I light a cigarette. The first time I smoked I was two years younger than my daughter is now. I committed the crime in the little park just behind the school. I was seen, of course — by my civic studies teacher, a wrinkled old maid. She immediately denounced me to Dad. He gave me a hiding, walloping me until I perjured myself by swearing that that was the last time, that I'd never smoke again. But at that very moment I vowed to myself that I would smoke, drink and go out with boys just to spite him. Even if he beat me black and blue. I'd just be more careful and more cunning. What sort of an attitude is that, what sort of a temperament: being certain I know the truth and therefore have the right to judge others, take decisions for them, and ban anything I object to and don't agree with? That was how he tried to subjugate me, that's how he and his ilk tried to enslave the whole of mankind. Without people like that, no tyrant would manage to rule for even a minute. Anyway I didn't manage to stand up to him the way my mother had stood up to her father. I didn't leave home as a way of showing my contempt for everything he stood
for. All I managed to do was to harm myself and assert my right to harm myself irreparably if I felt like it.

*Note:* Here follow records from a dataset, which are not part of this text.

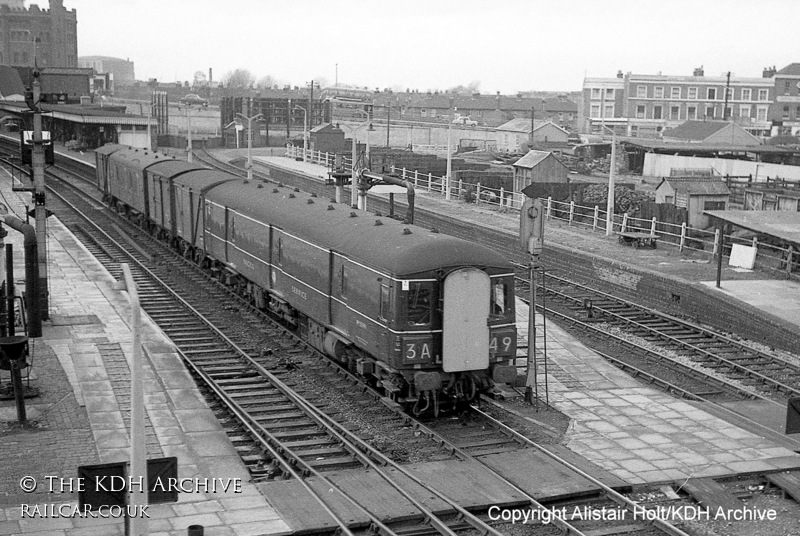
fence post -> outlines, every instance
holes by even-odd
[[[391,167],[389,168],[389,172],[394,173],[394,164],[392,164]]]
[[[461,192],[464,191],[464,179],[458,179],[458,198],[461,199]]]
[[[481,204],[481,183],[475,185],[475,204]]]
[[[569,224],[572,225],[572,219],[575,216],[575,201],[569,202]]]
[[[553,198],[548,196],[547,197],[547,219],[550,219],[550,215],[553,212]]]
[[[597,205],[594,206],[594,220],[592,221],[592,231],[597,230],[597,220],[600,217],[600,207]]]
[[[683,251],[686,246],[686,222],[681,223],[681,245],[678,246],[678,251]]]
[[[433,173],[428,173],[428,190],[431,189],[431,182],[433,182]],[[442,182],[444,182],[444,181],[442,181]],[[415,182],[414,185],[416,186],[416,184],[417,183]]]
[[[622,227],[619,228],[620,233],[624,233],[628,228],[628,213],[622,215]],[[611,232],[614,232],[614,216],[611,216]]]
[[[714,230],[714,251],[711,252],[712,257],[716,256],[717,252],[719,251],[719,243],[721,238],[722,238],[722,233],[720,232],[719,227],[717,227]]]
[[[656,236],[656,217],[653,216],[653,223],[650,224],[650,236]]]
[[[500,187],[500,199],[498,200],[500,203],[500,208],[503,208],[503,197],[506,195],[506,189],[502,186]]]
[[[406,180],[406,168],[403,168],[403,180]]]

Mum managed to stand up to her father, but it's as if that entirely exhausted any rebelliousness in her and she was no longer capable of standing up to her own husband. She even put up with his slaps round the face. Well, I did manage to stand up to my husband and his infidelity, for all the good it did me.
I know I won't get to sleep. By my bed there's a book that I've started reading and under it a few magazines, but instead I get up and open the door to the bedroom where my daughter lies sound asleep. She is uncovered and her nightdress has ridden up so that she lies there almost naked. She's not a little girl any more, she's a woman. Her bottom has broadened and her thighs have fattened; I'll have to keep an eye on what she eats: what liquids and solids she ingests, what she smokes and where she goes when she's out. All the care I've taken to stop her eating sugary things and whenever I gave in and let her have something, she had to brush her teeth straightaway. I've kept an eye on her teeth and she's totally free of caries, but what about the parts that aren't visible when you open your mouth to speak or smile?